Auf dem Weg der europäischen Einigung brauche man nun aber mehr Zeit: "Vielleicht einige Jahre, aber nicht mehr als eine Dekade." Der Minister plädierte als Konsequenz der derzeitigen Krise für eine Belebung der politischen Strukturen in Europa. "Es gibt eine Kluft zwischen der demokratischen Akzeptanz der europäischen Entwicklung und der Wirklichkeit in den Nationalstaaten."

Fischer: Europäer haben Angst vor Verarmung und Jobverlust

So sei die Entscheidung in Frankreich vor allem auf die Innenpolitik zurückzuführen. Für die demokratischen Kräfte der linken und rechten Seite gebe es nun die Herausforderung, einen Schritt vorwärts zu gehen und bei der nächsten Europawahl nicht mit einem nationalen sondern mit einem europäischen Programm anzutreten. Zudem müssten sich die Kandidaten um das Amt des Kommissionspräsidenten bewerben.

Die Stimmung in Europa sieht Fischer stark von Emotionen geprägt, was aber nicht mit Irrationalität gleich zu setzen sei. Es gebe eine Kombination sozialer Themen, die die Menschen beschäftigte. Dazu gehörten etwa Ängste vor Verarmung und Jobverlust durch den Druck auf den Arbeitsmarkt von außen.

Sondergipfel Chirac-Schröder

Luxemburgs Regierungschef Jean-Claude Juncker, derzeit EU- Ratsvorsitzender, kündigte zum Brüsseler EU-Gipfel in zwei Wochen konkrete Vorschläge an, um die Handlungsfähigkeit der angeschlagenen Union zu demonstrieren.

Zwischen den EU-Hauptstädten begannen intensive Kontakte, um ein endgültiges Aus für den Verfassungsprozess zu verhindern. Der französische Präsident Jacques Chirac wird am Samstag zu einem Sonderarbeitsbesuch bei Schröder in Berlin erwartet.

In Lettland ratifizierte das Parlament die EU-Verfassung am Donnerstag mit Zweidrittelmehrheit. Damit haben inzwischen zehn EU-Länder das umstrittene Vertragswerk ratifiziert.

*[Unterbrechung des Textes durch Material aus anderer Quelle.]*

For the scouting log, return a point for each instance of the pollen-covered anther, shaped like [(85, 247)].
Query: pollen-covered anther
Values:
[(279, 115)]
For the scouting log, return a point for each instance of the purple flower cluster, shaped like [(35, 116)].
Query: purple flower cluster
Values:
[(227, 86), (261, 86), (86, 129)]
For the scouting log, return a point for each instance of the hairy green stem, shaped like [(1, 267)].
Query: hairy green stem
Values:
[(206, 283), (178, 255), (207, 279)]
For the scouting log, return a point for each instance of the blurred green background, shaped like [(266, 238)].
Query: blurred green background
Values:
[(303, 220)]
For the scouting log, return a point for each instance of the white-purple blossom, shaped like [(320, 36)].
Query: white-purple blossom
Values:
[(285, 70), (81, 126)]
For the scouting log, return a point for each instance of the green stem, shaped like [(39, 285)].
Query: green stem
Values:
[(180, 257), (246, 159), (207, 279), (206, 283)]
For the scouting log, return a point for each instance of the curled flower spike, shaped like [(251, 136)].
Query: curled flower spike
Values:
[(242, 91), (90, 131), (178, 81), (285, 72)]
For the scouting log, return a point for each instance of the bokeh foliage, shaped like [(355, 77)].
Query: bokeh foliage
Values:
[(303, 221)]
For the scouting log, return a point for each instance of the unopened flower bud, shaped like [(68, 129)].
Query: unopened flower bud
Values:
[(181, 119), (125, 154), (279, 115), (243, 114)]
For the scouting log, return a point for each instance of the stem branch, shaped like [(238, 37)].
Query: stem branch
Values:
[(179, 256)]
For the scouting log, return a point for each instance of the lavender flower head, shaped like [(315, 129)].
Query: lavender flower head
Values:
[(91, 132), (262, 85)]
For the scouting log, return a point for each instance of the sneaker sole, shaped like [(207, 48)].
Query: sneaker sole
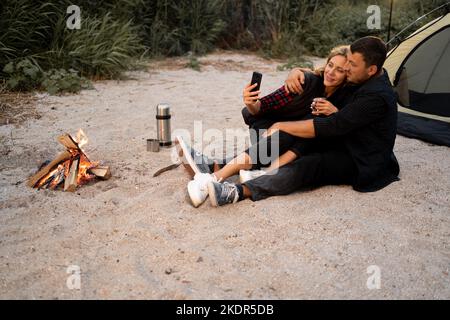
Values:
[(212, 194), (196, 201), (186, 158), (242, 179)]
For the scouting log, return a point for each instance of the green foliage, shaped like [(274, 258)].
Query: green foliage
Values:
[(103, 47), (177, 27), (23, 75), (296, 63), (193, 63), (114, 34), (59, 81)]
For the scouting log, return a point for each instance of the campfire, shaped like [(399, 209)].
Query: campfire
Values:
[(70, 168)]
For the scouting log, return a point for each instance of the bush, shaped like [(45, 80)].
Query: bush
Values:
[(103, 47), (23, 75), (59, 81)]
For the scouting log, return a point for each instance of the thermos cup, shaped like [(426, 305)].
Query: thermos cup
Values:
[(163, 124)]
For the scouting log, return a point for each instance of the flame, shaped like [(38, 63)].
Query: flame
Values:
[(82, 139), (58, 175), (83, 167)]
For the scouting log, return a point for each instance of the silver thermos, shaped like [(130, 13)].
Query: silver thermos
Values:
[(163, 124)]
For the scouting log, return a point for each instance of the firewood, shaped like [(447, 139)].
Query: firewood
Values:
[(67, 141), (101, 172), (70, 184), (44, 171)]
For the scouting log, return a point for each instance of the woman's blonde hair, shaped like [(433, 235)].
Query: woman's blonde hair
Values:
[(336, 51)]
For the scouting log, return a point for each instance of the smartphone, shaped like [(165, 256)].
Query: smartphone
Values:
[(256, 78)]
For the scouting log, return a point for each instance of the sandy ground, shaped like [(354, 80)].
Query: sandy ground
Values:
[(135, 236)]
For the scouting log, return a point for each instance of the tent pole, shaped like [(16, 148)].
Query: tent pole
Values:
[(390, 20)]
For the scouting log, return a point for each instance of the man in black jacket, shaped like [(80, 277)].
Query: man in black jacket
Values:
[(366, 126)]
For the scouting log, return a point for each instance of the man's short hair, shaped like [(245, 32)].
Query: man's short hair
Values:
[(373, 50)]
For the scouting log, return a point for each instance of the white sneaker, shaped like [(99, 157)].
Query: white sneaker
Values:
[(198, 188), (246, 175)]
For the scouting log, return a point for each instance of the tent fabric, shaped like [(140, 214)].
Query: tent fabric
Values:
[(419, 69)]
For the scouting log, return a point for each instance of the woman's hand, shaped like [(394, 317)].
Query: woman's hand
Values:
[(274, 128), (321, 106), (294, 81), (251, 98)]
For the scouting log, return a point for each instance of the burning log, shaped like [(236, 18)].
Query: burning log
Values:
[(33, 181), (71, 183), (70, 168)]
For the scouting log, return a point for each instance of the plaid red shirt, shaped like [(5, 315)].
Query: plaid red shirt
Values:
[(276, 100)]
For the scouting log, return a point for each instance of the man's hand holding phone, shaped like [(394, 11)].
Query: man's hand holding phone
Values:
[(251, 94)]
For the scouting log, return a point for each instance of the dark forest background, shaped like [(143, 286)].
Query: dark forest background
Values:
[(37, 50)]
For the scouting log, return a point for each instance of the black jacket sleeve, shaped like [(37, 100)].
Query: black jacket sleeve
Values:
[(364, 110)]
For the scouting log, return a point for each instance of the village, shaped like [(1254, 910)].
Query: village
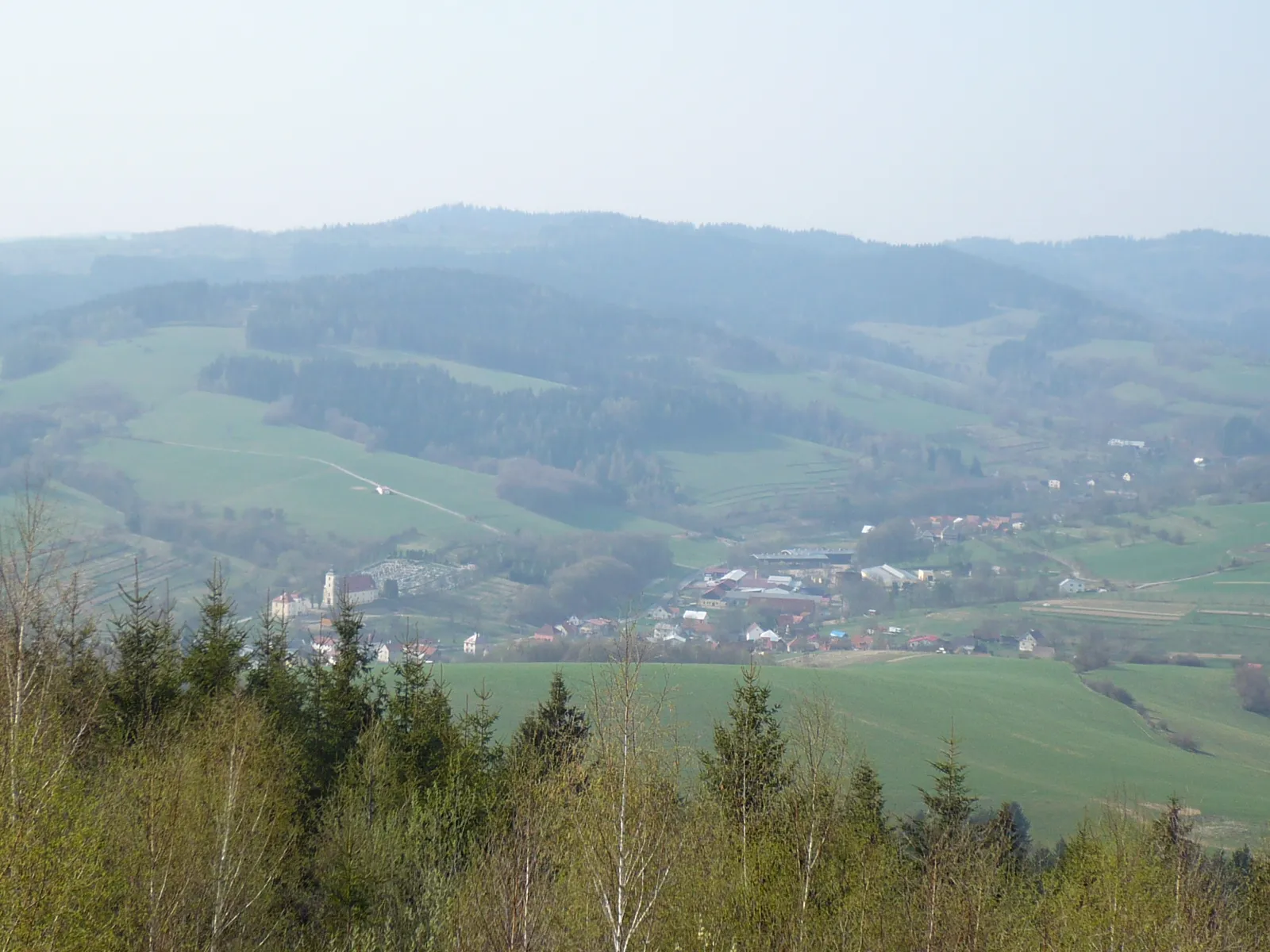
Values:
[(783, 602)]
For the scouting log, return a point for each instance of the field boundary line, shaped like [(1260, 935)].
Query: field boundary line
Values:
[(368, 480)]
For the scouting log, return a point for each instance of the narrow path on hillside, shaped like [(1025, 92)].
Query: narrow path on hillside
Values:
[(368, 480), (1170, 582), (1077, 571)]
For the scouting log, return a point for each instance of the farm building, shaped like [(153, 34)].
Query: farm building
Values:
[(290, 606), (776, 600), (804, 558), (888, 575)]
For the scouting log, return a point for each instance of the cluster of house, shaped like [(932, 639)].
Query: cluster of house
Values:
[(327, 647), (1032, 644), (954, 528), (889, 575), (789, 590), (294, 607)]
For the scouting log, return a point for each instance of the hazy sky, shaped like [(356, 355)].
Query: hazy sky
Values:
[(906, 121)]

Die EU-Spitze und Deutschland setzten sich für die Fortsetzung des Ratifizierungsprozesses ein. Dänemark, Polen und Tschechien wollen nach Aussagen ihrer Regierungschefs an ihren Volksabstimmungen festhalten.

Bei dem Referendum in den Niederlanden hatten die Holländer am Mittwoch mit einer klaren Mehrheit von 61,6 Prozent gegen das europäische Grundgesetz gestimmt. Nur 38,4 Prozent waren dafür.

Das war noch deutlicher als in Frankreich, wo am Sonntag knapp 55 Prozent der Franzosen gegen die Verfassung und 45 Prozent dafür gestimmt hatten. Die niederländische Regierung zog als Konsequenz aus dem Referendum ihren Gesetzentwurf zur Billigung der EU-Verfassung im Parlament zurück. Den Haag wird das Vertragswerk nicht ratifizieren.